Department of Pediatrics and Radiology, Children's Hospital, Los Angeles, California.
Am J Hematol. 2014 May;89(5):505-8. doi: 10.1002/ajh.23673. Epub 2014 Mar 3.
MRI relaxometry (R2, R2*) has generally replaced liver biopsy for estimation of liver iron stores in response to iron chelation, but there have been no longitudinal studies comparing R2 and R2* techniques. We use R2 and R2* liver iron concentration (LIC) estimates, transfusional iron burdens, and drug compliance data to calculate iron chelation efficiency (ICE) in patients undergoing a Phase II trial of SPD602. Fifty-one patients underwent a baseline examination, 39 patients completed 1 year, and 26 patients completed 2 years. Baseline LICR2 and LICR2* estimates were unbiased, but had limits of agreement exceeding 50%, suggesting that these techniques cannot be interchanged with one another in the same patient. However, ICE estimates across the two techniques compared more favorably, with r(2) values reaching 0.89 at 2 years. 95 confidence intervals for efficiency estimates were 0.0 ± 4.1%. These data indicate that clinical trial and clinical effectiveness data calculated using LICR2 and LICR2* estimates can be compared to one another, even though LIC estimates may be disparate on cross-sectional analysis. While the choice of MRI assessment technique for clinical trials and for clinical management depends on many logistical considerations, one can have confidence comparing conclusions on clinical effectiveness.

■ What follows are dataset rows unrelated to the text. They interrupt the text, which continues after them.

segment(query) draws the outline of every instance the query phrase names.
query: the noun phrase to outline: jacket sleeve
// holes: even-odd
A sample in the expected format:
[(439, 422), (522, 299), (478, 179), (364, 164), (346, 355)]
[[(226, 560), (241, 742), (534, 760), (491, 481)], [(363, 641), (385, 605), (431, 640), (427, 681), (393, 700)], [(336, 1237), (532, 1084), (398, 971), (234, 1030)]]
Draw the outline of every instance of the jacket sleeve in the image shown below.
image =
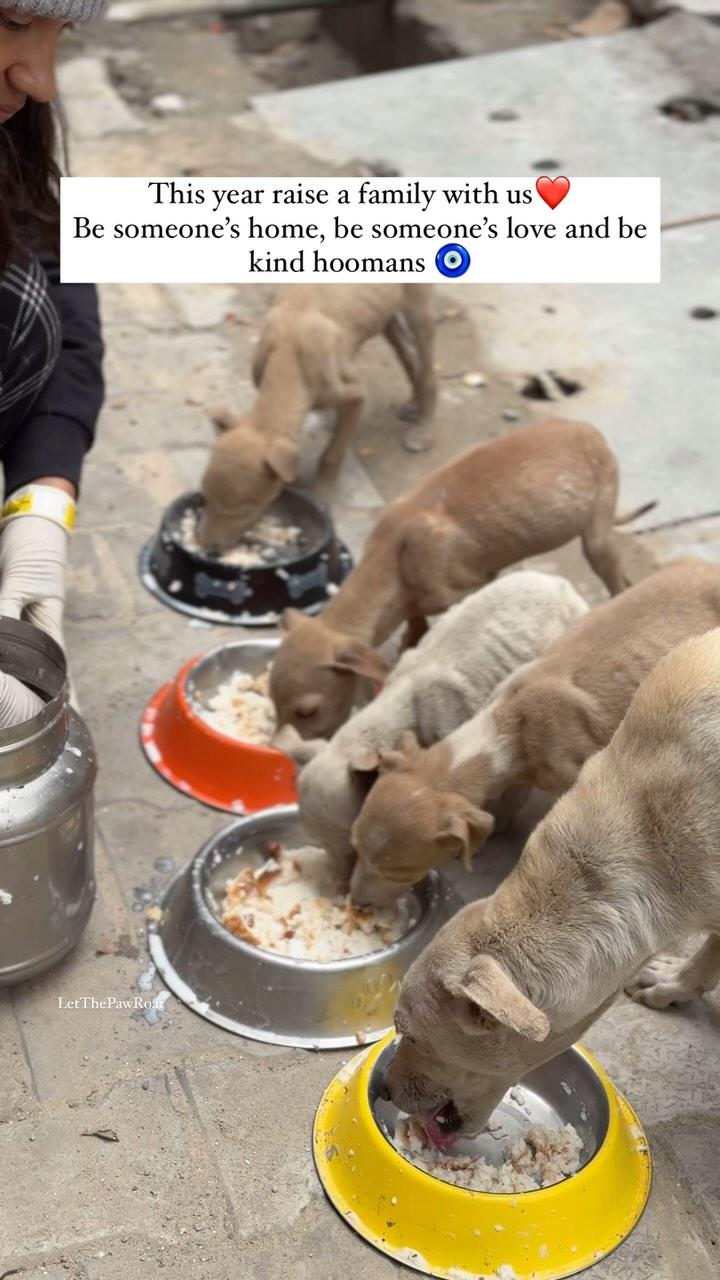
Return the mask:
[(3, 449), (6, 493), (41, 476), (62, 476), (79, 488), (105, 395), (97, 290), (60, 284), (59, 261), (41, 260), (60, 316), (62, 345), (46, 386)]

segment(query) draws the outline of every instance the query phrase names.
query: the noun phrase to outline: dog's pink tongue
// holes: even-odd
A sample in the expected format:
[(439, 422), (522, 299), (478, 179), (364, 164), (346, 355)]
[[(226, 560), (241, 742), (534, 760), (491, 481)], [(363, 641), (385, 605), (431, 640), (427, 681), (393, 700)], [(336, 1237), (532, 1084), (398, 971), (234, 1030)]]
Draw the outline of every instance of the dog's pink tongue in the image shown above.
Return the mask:
[(435, 1116), (424, 1119), (422, 1127), (433, 1145), (439, 1147), (441, 1151), (451, 1147), (455, 1141), (454, 1134), (448, 1133), (447, 1129), (443, 1129), (442, 1125), (438, 1124)]

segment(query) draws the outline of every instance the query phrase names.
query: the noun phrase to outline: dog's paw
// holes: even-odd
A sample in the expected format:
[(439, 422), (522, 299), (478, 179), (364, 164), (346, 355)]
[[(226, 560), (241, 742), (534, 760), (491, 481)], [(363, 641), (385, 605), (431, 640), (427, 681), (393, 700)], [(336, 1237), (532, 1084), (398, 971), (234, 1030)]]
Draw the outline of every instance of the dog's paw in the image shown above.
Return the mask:
[(414, 400), (406, 400), (405, 404), (401, 404), (397, 411), (397, 416), (402, 422), (417, 422), (417, 405)]
[(403, 444), (408, 453), (424, 453), (433, 443), (432, 435), (425, 427), (411, 427), (405, 433)]
[(646, 1004), (649, 1009), (688, 1004), (701, 992), (681, 980), (687, 964), (687, 960), (680, 956), (655, 956), (635, 974), (625, 990), (636, 1004)]

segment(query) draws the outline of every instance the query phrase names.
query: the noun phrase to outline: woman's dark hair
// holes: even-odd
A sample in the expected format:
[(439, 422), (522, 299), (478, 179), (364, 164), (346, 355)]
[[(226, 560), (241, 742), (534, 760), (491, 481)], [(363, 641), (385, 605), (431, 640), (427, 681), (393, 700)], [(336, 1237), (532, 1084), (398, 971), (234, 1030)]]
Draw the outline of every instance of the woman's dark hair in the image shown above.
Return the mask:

MRI 弛豫率(R2、R2*)通常已取代肝活检,用于评估铁螯合治疗后的肝铁储存,但尚无比较 R2 和 R2技术的纵向研究。我们使用 R2 和 R2肝脏铁浓度(LIC)估计值、输血铁负荷和药物依从性数据,计算接受 SPD602 二期试验的患者的铁螯合效率(ICE)。51 例患者接受基线检查,39 例患者完成 1 年,26 例患者完成 2 年。基线 LICR2 和 LICR2估计值无偏,但一致性界限超过 50%,表明这两种技术不能在同一患者中相互替换。然而,两种技术的 ICE 估计值比较更有利,2 年时 r(2)值达到 0.89。效率估计值的 95%置信区间为 0.0±4.1%。这些数据表明,使用 LICR2 和 LICR2估计值计算的临床试验和临床有效性数据可以相互比较,即使在横断面分析中 LIC 估计值可能存在差异。虽然 MRI 评估技术在临床试验和临床管理中的选择取决于许多实际考虑因素,但可以有信心比较临床有效性的结论。